FROM THE ARCHIVES: January 6, 2003

Stronger Euro Stings Exporters,
Raising the Prospect of Rate Cut

By G. THOMAS SIMS
Staff Reporter of THE WALL STREET JOURNAL

FRANKFURT -- The strengthening euro is beginning to pinch European exporters and it is increasing expectations that the European Central Bank may cut interest rates later this year.

In recent weeks, international companies ranging from beer brewers to electronics manufacturers have warned that the appreciating currency was chipping away at foreign sales and profits. All other factors equal, a rising euro makes European goods more expensive overseas, and therefore less competitive, or yields exporters smaller earnings when they convert foreign profits into euros. The cries are loudest in Germany and Ireland, the two euro-zone countries most reliant on exports.

[chart]Last week, the euro briefly rose above $1.05 to a three-year high.

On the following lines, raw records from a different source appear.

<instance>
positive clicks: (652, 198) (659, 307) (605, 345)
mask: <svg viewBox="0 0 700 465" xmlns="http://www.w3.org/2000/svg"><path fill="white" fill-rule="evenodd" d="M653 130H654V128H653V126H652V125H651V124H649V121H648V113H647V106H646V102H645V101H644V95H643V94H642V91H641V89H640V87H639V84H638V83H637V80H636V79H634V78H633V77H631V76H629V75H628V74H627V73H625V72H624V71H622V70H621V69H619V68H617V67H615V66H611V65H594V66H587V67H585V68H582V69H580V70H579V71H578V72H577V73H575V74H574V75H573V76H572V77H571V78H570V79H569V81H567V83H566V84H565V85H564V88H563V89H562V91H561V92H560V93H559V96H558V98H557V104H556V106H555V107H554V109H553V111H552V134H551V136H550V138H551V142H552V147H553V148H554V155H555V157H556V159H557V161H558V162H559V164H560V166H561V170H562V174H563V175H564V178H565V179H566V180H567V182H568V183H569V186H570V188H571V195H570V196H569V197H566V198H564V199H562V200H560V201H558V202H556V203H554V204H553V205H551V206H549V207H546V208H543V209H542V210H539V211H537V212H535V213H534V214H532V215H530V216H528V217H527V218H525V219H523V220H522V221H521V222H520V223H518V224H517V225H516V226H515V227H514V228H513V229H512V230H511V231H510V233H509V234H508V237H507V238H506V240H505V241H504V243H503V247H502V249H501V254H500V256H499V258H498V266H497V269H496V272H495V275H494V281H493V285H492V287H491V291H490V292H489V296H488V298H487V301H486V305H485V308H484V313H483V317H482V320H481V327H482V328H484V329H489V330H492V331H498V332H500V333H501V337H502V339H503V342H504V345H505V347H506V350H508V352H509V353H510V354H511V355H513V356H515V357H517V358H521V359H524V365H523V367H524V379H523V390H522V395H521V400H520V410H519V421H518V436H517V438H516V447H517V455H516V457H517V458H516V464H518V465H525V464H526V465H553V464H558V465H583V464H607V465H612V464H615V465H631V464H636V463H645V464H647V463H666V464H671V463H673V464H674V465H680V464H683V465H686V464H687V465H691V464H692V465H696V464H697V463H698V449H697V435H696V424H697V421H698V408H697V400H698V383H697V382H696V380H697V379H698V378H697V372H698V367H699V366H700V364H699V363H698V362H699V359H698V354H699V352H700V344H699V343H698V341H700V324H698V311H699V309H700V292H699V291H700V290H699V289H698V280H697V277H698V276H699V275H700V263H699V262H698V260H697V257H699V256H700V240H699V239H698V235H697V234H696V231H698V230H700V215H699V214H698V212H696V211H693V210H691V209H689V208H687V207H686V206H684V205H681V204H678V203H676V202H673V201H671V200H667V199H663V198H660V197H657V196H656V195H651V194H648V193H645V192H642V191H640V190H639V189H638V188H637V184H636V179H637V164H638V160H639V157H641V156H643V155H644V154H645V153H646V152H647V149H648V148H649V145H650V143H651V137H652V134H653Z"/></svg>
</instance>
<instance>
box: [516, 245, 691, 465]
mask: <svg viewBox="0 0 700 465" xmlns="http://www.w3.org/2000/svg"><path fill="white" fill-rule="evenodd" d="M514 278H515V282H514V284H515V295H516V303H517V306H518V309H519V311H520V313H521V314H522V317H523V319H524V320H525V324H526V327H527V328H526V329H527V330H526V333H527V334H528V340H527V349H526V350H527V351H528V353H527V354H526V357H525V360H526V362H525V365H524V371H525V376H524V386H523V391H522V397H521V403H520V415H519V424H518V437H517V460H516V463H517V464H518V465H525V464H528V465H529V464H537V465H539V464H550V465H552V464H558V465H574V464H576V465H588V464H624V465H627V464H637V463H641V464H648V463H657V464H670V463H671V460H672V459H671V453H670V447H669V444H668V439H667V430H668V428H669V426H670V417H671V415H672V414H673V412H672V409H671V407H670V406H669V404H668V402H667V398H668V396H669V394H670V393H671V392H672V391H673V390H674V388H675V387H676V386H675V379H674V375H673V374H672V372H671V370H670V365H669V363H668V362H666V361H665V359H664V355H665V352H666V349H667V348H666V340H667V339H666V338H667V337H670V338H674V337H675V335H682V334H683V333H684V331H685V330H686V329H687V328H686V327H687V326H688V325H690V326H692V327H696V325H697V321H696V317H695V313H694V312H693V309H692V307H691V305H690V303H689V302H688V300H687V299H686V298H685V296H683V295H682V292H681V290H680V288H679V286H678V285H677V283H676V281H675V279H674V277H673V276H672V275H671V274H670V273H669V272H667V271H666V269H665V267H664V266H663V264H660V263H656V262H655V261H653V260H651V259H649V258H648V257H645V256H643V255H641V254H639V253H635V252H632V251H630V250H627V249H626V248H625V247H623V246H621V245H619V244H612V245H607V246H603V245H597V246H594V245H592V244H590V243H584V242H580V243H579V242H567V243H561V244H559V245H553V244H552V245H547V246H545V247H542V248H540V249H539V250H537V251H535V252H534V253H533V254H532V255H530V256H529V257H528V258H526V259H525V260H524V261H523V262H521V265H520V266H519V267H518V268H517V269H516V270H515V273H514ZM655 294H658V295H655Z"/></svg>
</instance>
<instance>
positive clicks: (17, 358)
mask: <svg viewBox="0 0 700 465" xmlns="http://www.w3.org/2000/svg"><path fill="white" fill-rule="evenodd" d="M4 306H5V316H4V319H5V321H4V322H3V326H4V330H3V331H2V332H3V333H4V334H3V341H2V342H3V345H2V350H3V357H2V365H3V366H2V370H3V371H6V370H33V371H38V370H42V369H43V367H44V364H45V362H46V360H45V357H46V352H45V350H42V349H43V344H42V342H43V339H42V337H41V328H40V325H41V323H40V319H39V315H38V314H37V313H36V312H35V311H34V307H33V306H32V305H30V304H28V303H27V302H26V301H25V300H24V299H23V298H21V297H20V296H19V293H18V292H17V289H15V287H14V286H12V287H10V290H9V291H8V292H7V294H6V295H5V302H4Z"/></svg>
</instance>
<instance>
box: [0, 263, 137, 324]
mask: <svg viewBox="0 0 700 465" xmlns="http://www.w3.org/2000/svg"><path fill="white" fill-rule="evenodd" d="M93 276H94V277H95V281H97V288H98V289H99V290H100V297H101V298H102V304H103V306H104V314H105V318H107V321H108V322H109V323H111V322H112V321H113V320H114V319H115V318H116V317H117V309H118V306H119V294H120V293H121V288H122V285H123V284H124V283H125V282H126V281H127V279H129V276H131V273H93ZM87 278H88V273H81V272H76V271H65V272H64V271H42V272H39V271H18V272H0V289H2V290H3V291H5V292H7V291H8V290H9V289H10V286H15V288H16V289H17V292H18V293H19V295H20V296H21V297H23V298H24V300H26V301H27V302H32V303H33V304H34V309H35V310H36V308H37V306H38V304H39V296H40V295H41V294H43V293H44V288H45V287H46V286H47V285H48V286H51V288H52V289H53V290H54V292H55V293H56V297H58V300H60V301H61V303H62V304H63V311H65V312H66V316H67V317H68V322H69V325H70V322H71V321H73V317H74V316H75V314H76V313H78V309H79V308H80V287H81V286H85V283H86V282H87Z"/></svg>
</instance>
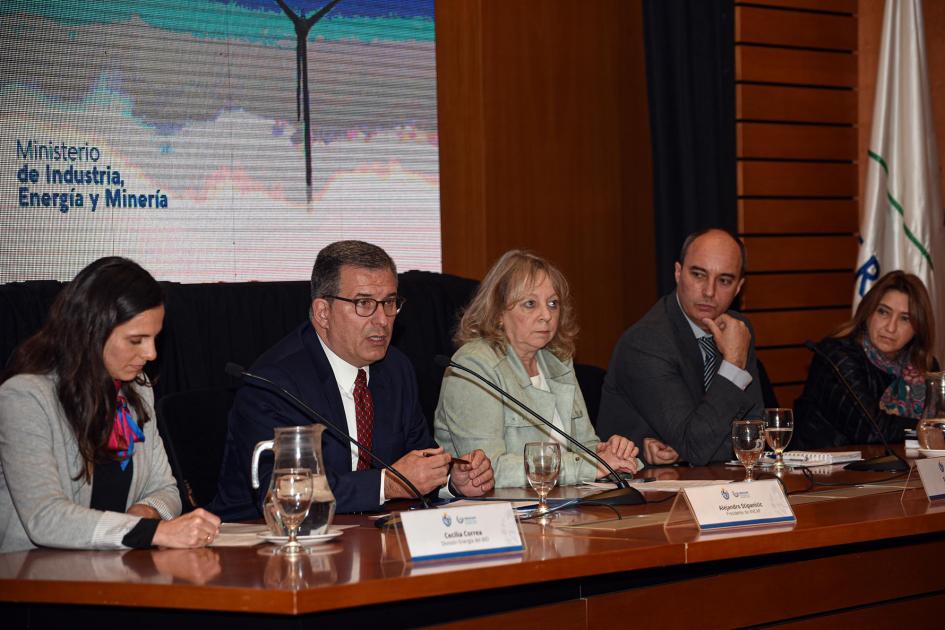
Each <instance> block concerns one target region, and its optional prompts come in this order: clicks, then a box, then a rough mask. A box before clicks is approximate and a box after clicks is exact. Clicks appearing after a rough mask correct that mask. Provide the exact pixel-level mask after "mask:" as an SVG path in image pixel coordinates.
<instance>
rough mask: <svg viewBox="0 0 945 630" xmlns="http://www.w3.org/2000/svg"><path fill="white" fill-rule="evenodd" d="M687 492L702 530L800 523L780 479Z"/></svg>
mask: <svg viewBox="0 0 945 630" xmlns="http://www.w3.org/2000/svg"><path fill="white" fill-rule="evenodd" d="M683 492H684V493H685V497H686V501H687V502H688V503H689V507H690V509H691V510H692V515H693V516H694V517H695V519H696V524H697V525H698V526H699V529H724V528H726V527H752V526H760V525H773V524H779V523H795V522H797V517H795V516H794V512H793V511H792V510H791V504H790V503H789V502H788V499H787V496H786V495H785V494H784V489H783V488H782V487H781V484H780V483H779V482H778V480H776V479H761V480H759V481H752V482H750V483H745V482H740V483H726V484H723V485H718V486H703V487H701V488H685V489H684V490H683Z"/></svg>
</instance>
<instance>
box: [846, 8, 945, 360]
mask: <svg viewBox="0 0 945 630" xmlns="http://www.w3.org/2000/svg"><path fill="white" fill-rule="evenodd" d="M864 157H866V158H867V159H868V167H867V173H866V195H865V197H866V198H865V202H864V206H863V216H862V223H861V225H860V234H861V235H862V238H863V243H862V245H860V254H859V257H858V259H857V270H856V287H855V290H854V296H853V308H854V309H856V305H857V304H858V303H859V301H860V298H862V297H863V295H864V294H865V293H866V292H867V291H868V290H869V289H870V286H872V284H873V282H875V281H876V280H877V279H879V278H880V277H881V276H882V275H883V274H885V273H887V272H889V271H894V270H896V269H902V270H903V271H907V272H909V273H914V274H915V275H917V276H918V277H919V278H921V279H922V281H923V282H924V283H925V286H926V288H927V289H928V290H929V295H930V296H931V298H932V306H933V308H934V309H935V321H936V330H935V340H936V342H935V346H936V347H935V349H934V352H935V354H936V356H937V357H938V359H939V362H940V363H941V362H942V361H943V359H945V214H943V210H942V197H941V188H940V186H941V180H940V178H941V173H940V172H939V170H938V153H937V149H936V144H935V127H934V124H933V120H932V101H931V97H930V94H929V81H928V65H927V63H926V56H925V31H924V24H923V20H922V2H921V0H886V15H885V18H884V21H883V41H882V46H881V48H880V53H879V67H878V69H877V72H876V100H875V103H874V105H873V130H872V134H871V136H870V149H869V153H868V155H867V156H864Z"/></svg>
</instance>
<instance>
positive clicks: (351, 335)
mask: <svg viewBox="0 0 945 630" xmlns="http://www.w3.org/2000/svg"><path fill="white" fill-rule="evenodd" d="M311 289H312V293H311V295H312V302H311V306H310V310H309V321H307V322H305V323H303V324H302V325H300V326H299V327H298V328H296V329H295V330H294V331H292V332H291V333H290V334H289V335H288V336H286V337H285V338H284V339H282V340H281V341H279V342H278V343H277V344H276V345H275V346H273V347H272V348H270V349H269V350H268V351H267V352H266V353H264V354H263V355H262V356H261V357H260V358H259V359H258V360H257V361H256V363H255V364H254V365H253V367H252V368H251V370H250V371H251V372H253V373H256V374H259V375H261V376H264V377H266V378H269V379H271V380H272V381H274V382H275V383H278V384H279V385H281V386H282V387H285V388H286V389H287V390H289V391H290V392H292V393H293V394H294V395H296V396H298V397H299V398H301V399H302V400H303V401H305V402H306V403H307V404H308V405H309V406H311V407H313V408H314V409H315V410H316V411H318V412H319V413H321V414H322V415H323V416H325V417H326V418H328V419H329V420H330V421H333V422H334V423H335V425H336V426H340V427H342V428H347V429H348V433H349V435H351V436H352V437H354V438H356V439H357V440H358V441H359V442H361V443H362V444H364V445H365V446H367V447H369V448H371V450H372V451H373V452H374V453H376V454H377V456H378V457H380V458H381V459H382V460H384V461H385V462H387V463H390V464H392V465H393V467H394V468H396V469H397V470H398V471H399V472H400V473H402V474H403V475H404V476H406V477H407V478H408V479H410V481H411V482H412V483H413V484H414V485H415V486H416V487H417V488H418V489H419V490H420V492H422V493H424V494H427V493H430V492H432V491H434V490H436V489H438V488H441V487H443V486H446V485H447V482H448V481H449V486H450V488H451V489H452V490H453V491H455V492H458V493H460V494H463V495H467V496H477V495H481V494H483V493H484V492H487V491H488V490H491V489H492V486H493V479H492V477H493V475H492V465H491V463H490V462H489V460H488V459H487V458H486V456H485V454H484V453H483V452H482V451H479V450H477V451H474V452H472V453H469V454H466V455H464V456H463V457H462V458H461V459H464V460H466V461H467V462H468V464H463V463H457V464H455V465H453V466H452V467H451V465H450V463H451V457H450V456H449V455H448V454H447V453H445V452H444V451H443V449H442V448H440V447H439V446H438V445H437V444H436V442H435V441H434V440H433V438H432V437H431V435H430V431H429V428H428V424H427V421H426V419H425V418H424V416H423V412H422V411H421V410H420V405H419V401H418V398H417V381H416V376H415V374H414V370H413V367H412V366H411V364H410V361H409V360H408V359H407V357H406V356H405V355H404V354H403V353H401V352H400V351H399V350H397V348H391V347H389V346H390V340H391V333H392V330H393V325H394V318H395V317H396V316H397V313H398V312H399V311H400V308H401V307H402V306H403V298H401V297H399V296H398V295H397V268H396V266H395V264H394V261H393V260H392V259H391V258H390V256H388V254H387V252H385V251H384V250H383V249H381V248H380V247H378V246H376V245H372V244H370V243H365V242H363V241H338V242H336V243H332V244H331V245H328V246H327V247H325V248H324V249H323V250H322V251H321V252H319V254H318V257H317V258H316V260H315V265H314V267H313V269H312V282H311ZM310 423H311V420H310V419H309V418H308V417H307V416H306V415H305V414H303V413H302V412H301V411H299V410H298V409H297V408H296V407H295V406H293V405H292V404H291V403H289V402H288V401H286V400H284V399H282V398H280V397H279V396H277V395H276V394H274V393H272V392H270V391H268V390H265V389H261V388H259V387H254V386H248V385H247V386H243V387H242V388H240V390H239V391H238V392H237V395H236V398H235V400H234V403H233V408H232V410H231V411H230V421H229V429H228V432H227V442H226V450H225V452H224V458H223V466H222V469H221V474H220V482H219V485H218V489H217V496H216V498H215V499H214V501H213V502H212V504H211V505H213V507H214V509H215V510H217V511H216V512H215V513H217V514H219V515H220V516H221V518H223V519H224V520H228V521H230V520H241V519H247V518H258V517H259V515H260V514H261V509H262V500H263V499H264V497H265V494H266V493H265V491H260V492H259V493H258V494H259V495H260V496H254V494H256V493H254V492H253V490H252V489H251V487H250V478H249V475H250V462H251V458H252V452H253V448H254V447H255V445H256V443H257V442H260V441H263V440H270V439H272V437H273V430H274V429H275V428H277V427H283V426H298V425H307V424H310ZM322 452H323V457H324V461H325V467H326V469H327V472H328V481H329V484H330V485H331V488H332V492H333V493H334V495H335V500H336V501H337V510H338V512H361V511H372V510H377V509H379V508H380V507H381V506H382V505H383V504H384V502H385V501H387V500H388V499H393V498H411V497H413V494H412V492H411V491H410V490H409V489H408V488H407V487H406V486H404V485H403V484H402V482H401V481H400V480H398V479H397V478H396V477H395V476H394V475H390V474H387V471H385V470H383V469H382V468H378V467H375V465H374V463H373V461H372V460H371V458H370V457H369V456H368V455H367V454H366V453H363V452H360V451H359V449H358V448H357V447H354V446H353V445H351V444H350V443H349V442H347V441H343V440H341V439H340V438H338V437H337V436H334V435H332V434H331V433H329V432H327V431H326V432H325V433H324V434H323V436H322ZM271 474H272V465H271V463H270V464H268V465H264V462H260V466H259V482H260V488H267V487H268V486H269V479H270V476H271Z"/></svg>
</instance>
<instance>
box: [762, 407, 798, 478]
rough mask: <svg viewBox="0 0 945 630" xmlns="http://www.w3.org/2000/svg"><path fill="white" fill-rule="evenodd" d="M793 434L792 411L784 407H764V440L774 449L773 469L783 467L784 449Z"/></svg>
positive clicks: (792, 422)
mask: <svg viewBox="0 0 945 630" xmlns="http://www.w3.org/2000/svg"><path fill="white" fill-rule="evenodd" d="M793 434H794V412H793V411H792V410H790V409H786V408H784V407H772V408H769V409H765V441H766V442H767V443H768V447H769V448H770V449H771V450H772V451H774V460H775V461H774V467H775V470H781V469H783V468H784V451H785V449H787V445H788V444H790V442H791V436H792V435H793Z"/></svg>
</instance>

It traded at $1.0417 late Friday in New York, making for a 16% rise over the past year against the dollar and a 6% rise against a basket of major currencies used by the ECB.

The common currency, founded four years ago, was designed to help shield the 12-nation euro zone from outside shocks by creating a large, closed economy. But Europe is still more sensitive to an appreciation in its exchange rate compared with the U.S., partly because the European economy is nearly twice as reliant upon trade. The ECB estimates that a 5% increase in the euro sustained for a year can knock as much as 0.9 percentage point off annual growth in gross domestic product, seven times as much as for a similar increase in the dollar for the U.S.

The euro was weak for the first several years of its existence, and European officials fought the steady decline by talking it up and by intervening in the foreign-exchange markets. Officials still back a strong euro , but the appreciation is coming at a time when the stagnant European economy could use a boost from the export sector to jump-start the domestic business cycle.

In the eyes of the ECB, the level of demand for European goods in Japan and the U.S. will determine the pace of an expected economic recovery this year. Right now, ECB officials aren't ruling out another cut in interest rates after the bank slashed them a half-point in December. The bank isn't, however, expected to cut as soon as its meeting Thursday. And an ECB shadow council of academics and bank economists -- sponsored by the German business daily Handelsblatt and The Wall Street Journal Europe -- also voted to hold the key rate of 2.75% constant this month.

For Germany, which is the euro zone's largest economy, sales to the U.S. dropped 15% during the first 10 months of 2002, compared with a 9% increase in 2001 and double-digit rises during the previous three years. Some 40% of manufactured goods are exported. "There are firms that are on the pain threshold right now," said Axel Nitschke, chief economist with the German Chamber of Commerce for Industry and Trade.

One firm feeling the pinch is Siemens AG. The electronics company generates about 80% of its sales outside Germany. In the fiscal year ended Sept. 30, sales slipped 3% to €84 billion ($87 billion) and new orders declined 7% to €86.2 billion -- partly because of the foreign-exchange fluctuation.

Interbrew NV, the Belgian company that brews Beck's and Stella Artois, last month warned that 2002 earnings could take a hit because of the strong euro . Reed Elsevier PLC, the Anglo-Dutch publisher of Variety, also said a strong euro threatened earnings per share this year.

Elsewhere, the Ireland's central bank said in a recent report that "a significant and sustained appreciation of the euro would impinge on the competitiveness of the economy."